I'm just seeing the issue for the first time and noticed it was raised 5 years ago - surely that was enough time to at least put forward a changeover date and give clients time to update.
Jokes on them, my paths are a shitshow and I can't be bothered to organize them properly
Do you not do any renaming? That probably would make it even easier as you can just brute force with a database of filenames scraped from torrents. I already have a proof of concept that generates valid jellyfin IDs from any given file path, it only takes a few more steps before you can plug in a shodan scan of jellyfin instances and just shotgun a bunch of IDs generated from torrents.csv at them and find stuff you can stream without authentication.

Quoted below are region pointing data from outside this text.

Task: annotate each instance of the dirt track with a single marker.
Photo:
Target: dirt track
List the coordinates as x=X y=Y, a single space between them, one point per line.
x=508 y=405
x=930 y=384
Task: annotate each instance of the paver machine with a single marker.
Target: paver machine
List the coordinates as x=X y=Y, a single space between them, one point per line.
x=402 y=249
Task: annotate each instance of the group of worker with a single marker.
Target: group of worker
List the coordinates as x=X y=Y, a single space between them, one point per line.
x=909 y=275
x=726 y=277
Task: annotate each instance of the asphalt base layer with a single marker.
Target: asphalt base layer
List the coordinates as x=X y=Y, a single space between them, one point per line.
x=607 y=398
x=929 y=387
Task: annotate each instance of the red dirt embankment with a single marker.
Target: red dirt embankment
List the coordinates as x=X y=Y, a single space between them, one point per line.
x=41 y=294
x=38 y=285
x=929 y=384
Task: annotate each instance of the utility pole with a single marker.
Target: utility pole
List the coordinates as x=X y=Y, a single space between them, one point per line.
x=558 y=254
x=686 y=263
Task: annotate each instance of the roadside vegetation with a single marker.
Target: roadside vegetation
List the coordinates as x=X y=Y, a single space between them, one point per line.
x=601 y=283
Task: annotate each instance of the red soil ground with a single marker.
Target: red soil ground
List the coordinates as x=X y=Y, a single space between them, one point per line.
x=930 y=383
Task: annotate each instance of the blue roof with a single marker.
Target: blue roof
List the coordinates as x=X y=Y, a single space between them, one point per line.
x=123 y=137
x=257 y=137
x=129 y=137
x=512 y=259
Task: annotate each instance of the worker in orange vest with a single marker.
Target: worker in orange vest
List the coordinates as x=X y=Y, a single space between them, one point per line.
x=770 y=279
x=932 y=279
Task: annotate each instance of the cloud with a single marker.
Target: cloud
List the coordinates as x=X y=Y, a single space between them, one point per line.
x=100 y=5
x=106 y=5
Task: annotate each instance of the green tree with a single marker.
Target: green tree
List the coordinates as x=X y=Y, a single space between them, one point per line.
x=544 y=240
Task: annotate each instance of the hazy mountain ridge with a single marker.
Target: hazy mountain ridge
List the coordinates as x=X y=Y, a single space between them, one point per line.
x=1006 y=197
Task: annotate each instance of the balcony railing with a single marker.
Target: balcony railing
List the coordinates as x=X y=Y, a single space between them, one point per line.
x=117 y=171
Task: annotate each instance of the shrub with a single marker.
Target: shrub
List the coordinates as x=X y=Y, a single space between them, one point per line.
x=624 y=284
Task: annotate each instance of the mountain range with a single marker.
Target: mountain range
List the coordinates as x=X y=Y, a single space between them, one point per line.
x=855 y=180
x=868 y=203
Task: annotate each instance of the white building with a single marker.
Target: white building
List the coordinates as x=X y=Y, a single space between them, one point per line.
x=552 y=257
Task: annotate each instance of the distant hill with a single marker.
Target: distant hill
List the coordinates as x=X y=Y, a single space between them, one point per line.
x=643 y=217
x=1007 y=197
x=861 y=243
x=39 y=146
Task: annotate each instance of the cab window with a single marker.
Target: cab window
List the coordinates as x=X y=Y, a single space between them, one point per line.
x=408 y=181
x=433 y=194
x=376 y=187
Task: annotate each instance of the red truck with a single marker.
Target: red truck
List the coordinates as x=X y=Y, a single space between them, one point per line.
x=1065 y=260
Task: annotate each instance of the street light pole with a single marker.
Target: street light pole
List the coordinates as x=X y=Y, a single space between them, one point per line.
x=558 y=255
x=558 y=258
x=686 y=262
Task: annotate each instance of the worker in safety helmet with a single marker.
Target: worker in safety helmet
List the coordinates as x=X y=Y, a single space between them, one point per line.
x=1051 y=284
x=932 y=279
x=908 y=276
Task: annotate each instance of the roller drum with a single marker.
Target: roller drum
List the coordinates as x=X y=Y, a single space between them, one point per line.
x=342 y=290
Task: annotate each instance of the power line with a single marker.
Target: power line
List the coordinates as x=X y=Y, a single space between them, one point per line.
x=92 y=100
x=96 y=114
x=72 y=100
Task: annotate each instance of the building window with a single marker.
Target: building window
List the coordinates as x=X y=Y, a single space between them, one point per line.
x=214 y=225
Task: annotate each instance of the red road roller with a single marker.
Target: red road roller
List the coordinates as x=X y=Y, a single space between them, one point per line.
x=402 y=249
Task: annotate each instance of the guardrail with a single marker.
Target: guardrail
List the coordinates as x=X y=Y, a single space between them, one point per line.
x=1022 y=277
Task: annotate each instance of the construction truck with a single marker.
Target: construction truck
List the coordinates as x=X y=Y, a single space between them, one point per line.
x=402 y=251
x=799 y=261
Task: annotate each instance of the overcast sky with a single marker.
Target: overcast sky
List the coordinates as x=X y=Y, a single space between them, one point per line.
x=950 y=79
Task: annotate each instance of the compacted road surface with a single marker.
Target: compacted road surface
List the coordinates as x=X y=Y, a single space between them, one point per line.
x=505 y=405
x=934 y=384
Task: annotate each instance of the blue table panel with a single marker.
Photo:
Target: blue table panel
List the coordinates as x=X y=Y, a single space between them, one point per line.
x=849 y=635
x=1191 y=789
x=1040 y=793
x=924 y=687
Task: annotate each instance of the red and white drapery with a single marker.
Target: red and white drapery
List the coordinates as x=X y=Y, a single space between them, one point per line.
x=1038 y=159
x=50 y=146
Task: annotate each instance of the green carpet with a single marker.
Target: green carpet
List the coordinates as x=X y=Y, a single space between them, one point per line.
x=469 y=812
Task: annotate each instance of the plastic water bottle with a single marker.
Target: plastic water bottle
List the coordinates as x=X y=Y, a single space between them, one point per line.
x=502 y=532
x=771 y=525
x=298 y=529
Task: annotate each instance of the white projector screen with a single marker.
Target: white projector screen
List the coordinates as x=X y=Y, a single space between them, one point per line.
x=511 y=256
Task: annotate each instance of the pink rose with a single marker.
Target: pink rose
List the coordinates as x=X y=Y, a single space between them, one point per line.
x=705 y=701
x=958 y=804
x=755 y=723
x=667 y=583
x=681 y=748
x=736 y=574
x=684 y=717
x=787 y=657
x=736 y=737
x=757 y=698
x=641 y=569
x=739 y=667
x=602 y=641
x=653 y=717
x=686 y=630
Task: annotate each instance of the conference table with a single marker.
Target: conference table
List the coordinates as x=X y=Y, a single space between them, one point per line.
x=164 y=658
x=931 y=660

People not bothering to rename, using the default radarr naming scheme, or everyone using the same naming pattern from trash guides just makes it easier.
I was mostly making the comment in jest. I do rename, but my folder structures, as someone who downloads everything manually based on what I want to watch rather than doing the automated *arr stuff leaves it in directories only I consider sensible.
I have Jellyfin behind a reverse proxy that lives in a DMZ and a WAF to go with it. I'm sure there's still room for watching an unauthenticated stream because I forgot to rename a folder somewhere, but it's not exactly an attack vector I care about. I'm more concerned about DDoS or impersonation attacks, which I also attempt to mitigate via an LDAP implementation behind the scenes.
It's not perfect, but it's the best effort I can make at the moment.
Yeah that's fair and I think that's a good move, my point is just that people are acting like this is not feasible to exploit. I'm at the point in my exploit testing excursion where I have a script that can generate a stream of potential IDs based on real torrent names being parsed and reformatted using radarr's default naming pattern as well as the commonly used trash guides ones permuted with some common library paths used in the default docker compose examples, and it's turning up actual ID matches with my jellyfin instance. All I have left to do is make it create API requests to test the IDs against the unauthenticated API instead of checking an exported list and there's a proof of concept. 5 years is a long time for someone to figure that out.